ザイン、JCV……「顔認証+体温検知」サービス続々
治療法がまだ確立されていない新型コロナウイルスの感染が拡大する中、高熱を発していて感染の可能性のある人を、“水際”で防いで重要な建物の内部に入れないといった対策を取り始めた企業などは増えている。
例えば、楽天などいくつかの企業は、本社内に入る人々の体温を、入り口付近に立つ担当者がサーモグラフィーなどを使って手で測定し、高熱の人を建物内部に入れないようにしている。建物の外にテントを張り、その下に新たにゲートを設け、わきの下などで測る通常の体温計を来訪者に渡し、体温測定を求める病院や診療所も珍しくなくなってきた。

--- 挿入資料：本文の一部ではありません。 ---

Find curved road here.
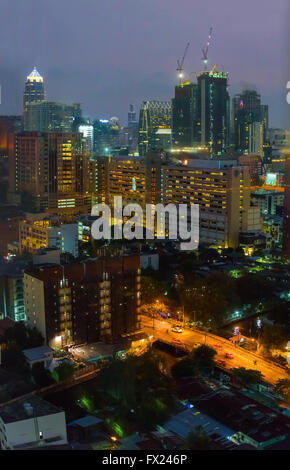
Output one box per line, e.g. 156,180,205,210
141,315,289,386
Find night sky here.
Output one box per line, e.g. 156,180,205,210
0,0,289,127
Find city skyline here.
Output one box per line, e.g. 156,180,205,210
0,0,289,127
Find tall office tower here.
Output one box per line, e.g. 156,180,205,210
23,67,46,128
24,101,82,132
197,70,230,155
93,117,120,155
138,100,171,155
282,153,290,259
15,132,90,216
24,255,141,347
0,116,22,200
172,82,199,148
232,89,268,153
78,120,94,155
128,104,139,153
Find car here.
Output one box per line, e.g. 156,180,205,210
172,338,183,345
224,352,234,359
171,326,183,333
192,342,201,348
213,344,223,350
215,359,226,367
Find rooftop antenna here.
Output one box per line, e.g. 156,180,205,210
201,27,213,71
177,42,190,84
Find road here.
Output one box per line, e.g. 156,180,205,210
141,315,289,386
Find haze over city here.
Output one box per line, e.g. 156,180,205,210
0,0,289,127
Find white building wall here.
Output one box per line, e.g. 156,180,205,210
3,411,67,449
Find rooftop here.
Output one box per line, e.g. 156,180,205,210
0,395,63,424
22,345,54,362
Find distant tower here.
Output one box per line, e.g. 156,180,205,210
128,104,138,153
23,67,46,127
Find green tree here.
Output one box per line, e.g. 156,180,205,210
97,351,176,429
191,345,217,375
31,362,54,387
259,324,286,351
182,426,214,450
171,357,196,378
231,367,263,387
51,361,75,383
274,379,290,401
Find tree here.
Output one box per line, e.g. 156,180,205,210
141,274,164,304
97,351,176,428
274,379,290,401
231,367,263,387
259,324,286,351
31,363,54,387
182,426,214,450
51,361,75,383
171,357,195,378
191,345,216,375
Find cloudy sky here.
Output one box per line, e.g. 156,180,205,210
0,0,289,127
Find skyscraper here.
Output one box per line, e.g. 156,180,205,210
128,104,138,153
232,89,268,153
197,70,230,155
172,82,199,148
138,100,171,155
23,67,46,128
24,101,82,133
14,132,90,216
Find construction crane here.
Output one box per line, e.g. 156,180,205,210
201,27,213,71
177,42,190,84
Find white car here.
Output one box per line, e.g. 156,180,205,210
171,326,183,333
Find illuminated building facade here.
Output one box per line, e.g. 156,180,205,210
138,101,171,155
92,154,251,248
14,132,90,216
19,215,79,257
24,256,141,347
160,159,249,248
23,67,46,129
197,71,230,155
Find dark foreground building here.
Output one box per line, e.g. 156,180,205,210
24,255,141,347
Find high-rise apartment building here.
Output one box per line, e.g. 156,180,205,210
138,101,171,155
14,132,90,216
24,256,141,347
92,154,250,248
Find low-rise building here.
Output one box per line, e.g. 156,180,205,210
0,395,67,450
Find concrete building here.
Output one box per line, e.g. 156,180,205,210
0,395,67,449
24,255,141,348
19,215,79,257
13,132,90,216
251,189,284,216
0,262,25,322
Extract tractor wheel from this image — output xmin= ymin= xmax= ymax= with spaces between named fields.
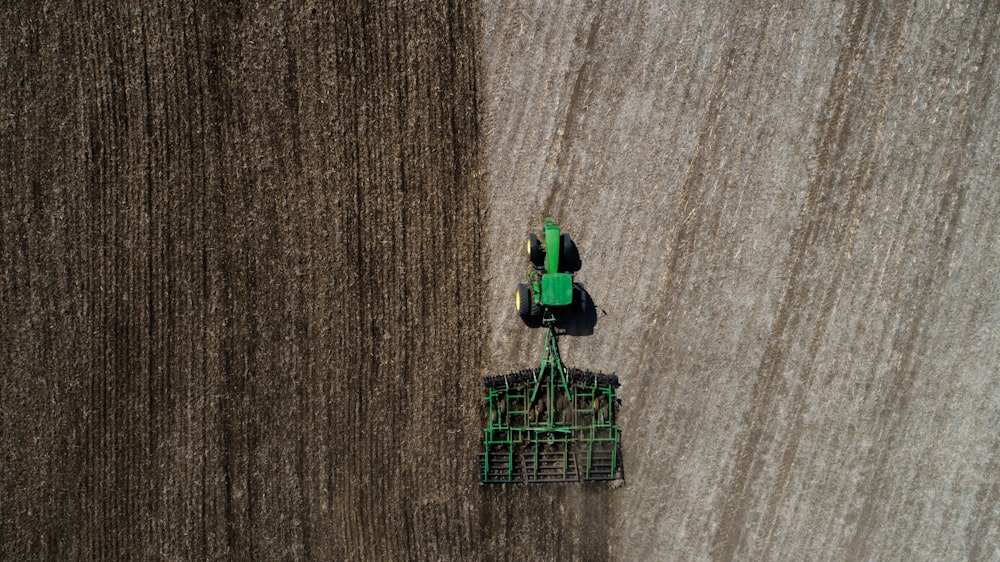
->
xmin=577 ymin=284 xmax=592 ymax=313
xmin=527 ymin=233 xmax=545 ymax=267
xmin=516 ymin=283 xmax=533 ymax=323
xmin=560 ymin=233 xmax=581 ymax=272
xmin=530 ymin=301 xmax=543 ymax=327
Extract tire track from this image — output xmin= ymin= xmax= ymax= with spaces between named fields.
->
xmin=712 ymin=1 xmax=880 ymax=558
xmin=638 ymin=1 xmax=774 ymax=373
xmin=845 ymin=6 xmax=998 ymax=555
xmin=754 ymin=2 xmax=913 ymax=557
xmin=545 ymin=1 xmax=603 ymax=217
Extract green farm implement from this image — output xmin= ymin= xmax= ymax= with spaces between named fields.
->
xmin=479 ymin=218 xmax=623 ymax=484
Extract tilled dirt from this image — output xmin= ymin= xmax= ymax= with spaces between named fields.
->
xmin=483 ymin=2 xmax=999 ymax=560
xmin=3 ymin=2 xmax=498 ymax=560
xmin=3 ymin=1 xmax=999 ymax=561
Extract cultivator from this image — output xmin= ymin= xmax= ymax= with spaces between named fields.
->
xmin=479 ymin=328 xmax=622 ymax=483
xmin=479 ymin=217 xmax=623 ymax=484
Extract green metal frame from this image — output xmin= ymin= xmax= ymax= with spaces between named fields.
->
xmin=480 ymin=326 xmax=622 ymax=483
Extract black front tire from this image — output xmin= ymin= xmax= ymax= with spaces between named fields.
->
xmin=516 ymin=283 xmax=532 ymax=320
xmin=560 ymin=233 xmax=581 ymax=272
xmin=528 ymin=233 xmax=545 ymax=267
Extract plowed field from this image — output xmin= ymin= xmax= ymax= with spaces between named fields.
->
xmin=3 ymin=1 xmax=998 ymax=561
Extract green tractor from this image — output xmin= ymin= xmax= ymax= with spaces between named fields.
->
xmin=515 ymin=217 xmax=586 ymax=328
xmin=480 ymin=217 xmax=623 ymax=484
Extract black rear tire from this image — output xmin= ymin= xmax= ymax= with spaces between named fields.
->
xmin=516 ymin=283 xmax=542 ymax=328
xmin=578 ymin=284 xmax=592 ymax=313
xmin=516 ymin=283 xmax=532 ymax=320
xmin=530 ymin=301 xmax=543 ymax=327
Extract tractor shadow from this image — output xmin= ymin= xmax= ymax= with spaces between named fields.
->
xmin=556 ymin=283 xmax=600 ymax=337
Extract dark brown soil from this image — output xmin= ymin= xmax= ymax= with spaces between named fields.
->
xmin=1 ymin=2 xmax=547 ymax=560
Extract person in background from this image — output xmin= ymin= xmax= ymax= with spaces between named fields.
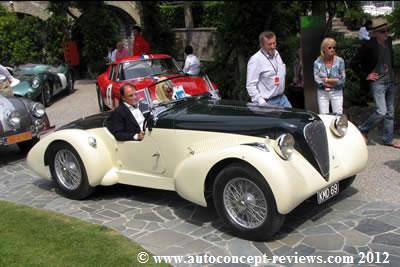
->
xmin=291 ymin=47 xmax=304 ymax=88
xmin=106 ymin=83 xmax=145 ymax=141
xmin=359 ymin=19 xmax=372 ymax=41
xmin=355 ymin=17 xmax=400 ymax=149
xmin=246 ymin=31 xmax=291 ymax=108
xmin=288 ymin=47 xmax=304 ymax=108
xmin=183 ymin=45 xmax=201 ymax=75
xmin=0 ymin=64 xmax=15 ymax=96
xmin=313 ymin=37 xmax=345 ymax=114
xmin=111 ymin=41 xmax=129 ymax=61
xmin=132 ymin=25 xmax=150 ymax=56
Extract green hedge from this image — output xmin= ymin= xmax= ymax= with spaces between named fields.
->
xmin=160 ymin=1 xmax=224 ymax=28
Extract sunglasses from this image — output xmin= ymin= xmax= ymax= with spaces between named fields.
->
xmin=379 ymin=30 xmax=389 ymax=33
xmin=327 ymin=46 xmax=336 ymax=50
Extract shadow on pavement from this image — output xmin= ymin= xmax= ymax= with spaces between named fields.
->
xmin=0 ymin=145 xmax=26 ymax=167
xmin=384 ymin=160 xmax=400 ymax=173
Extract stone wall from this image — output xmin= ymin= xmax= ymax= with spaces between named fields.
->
xmin=172 ymin=28 xmax=218 ymax=62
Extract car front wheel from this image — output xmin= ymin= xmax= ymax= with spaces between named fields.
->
xmin=66 ymin=71 xmax=75 ymax=94
xmin=213 ymin=162 xmax=285 ymax=241
xmin=49 ymin=142 xmax=93 ymax=200
xmin=41 ymin=82 xmax=52 ymax=107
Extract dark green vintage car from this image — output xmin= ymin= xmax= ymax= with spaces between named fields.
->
xmin=11 ymin=64 xmax=74 ymax=107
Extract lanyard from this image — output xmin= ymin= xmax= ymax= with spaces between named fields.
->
xmin=261 ymin=50 xmax=278 ymax=75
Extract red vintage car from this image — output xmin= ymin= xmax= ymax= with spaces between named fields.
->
xmin=96 ymin=54 xmax=217 ymax=111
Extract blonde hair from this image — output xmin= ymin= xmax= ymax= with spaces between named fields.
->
xmin=155 ymin=77 xmax=173 ymax=102
xmin=320 ymin=37 xmax=336 ymax=58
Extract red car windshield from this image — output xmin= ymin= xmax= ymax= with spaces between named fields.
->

こうした来訪者の体温検知を自動的に実施できれば、建物への入館を管理する側にとっても、来訪者にとっても、利便性は確実に向上する。
このニーズを見越して、データスコープ以外にも、画像処理技術を手掛けるザインエレクトロニクスとその連結子会社キャセイ・トライテック(横浜市)、ソフトバンクの関連会社で画像認識ソリューションを提供する日本コンピュータビジョン(JCV、東京・港)、防犯カメラの開発、販売を手掛けるダイワ通信(金沢市)といった企業が、顔認証と体温検知を組み合わせたソリューションの開発・提供を打ち出した。AI映像解析のフューチャースタンダード(東京・文京)も同様の開発を進めている。
各社とも、体温を検知するソリューションによって収益増を図るのはもちろん、これをきっかけに企業などに顔認証システムを試してもらい、顔認証を使った入退館管理システムの導入などへ商機を広げることを狙っている。言い換えれば、顔認証と組み合わせて体温を検知するソリューションの開発・提供に各社が次々に名乗りを上げているのは、競争が厳しくなってきている顔認証の市場で、導入のきっかけを何とかしてつかみ、優位を得たいからだといえる。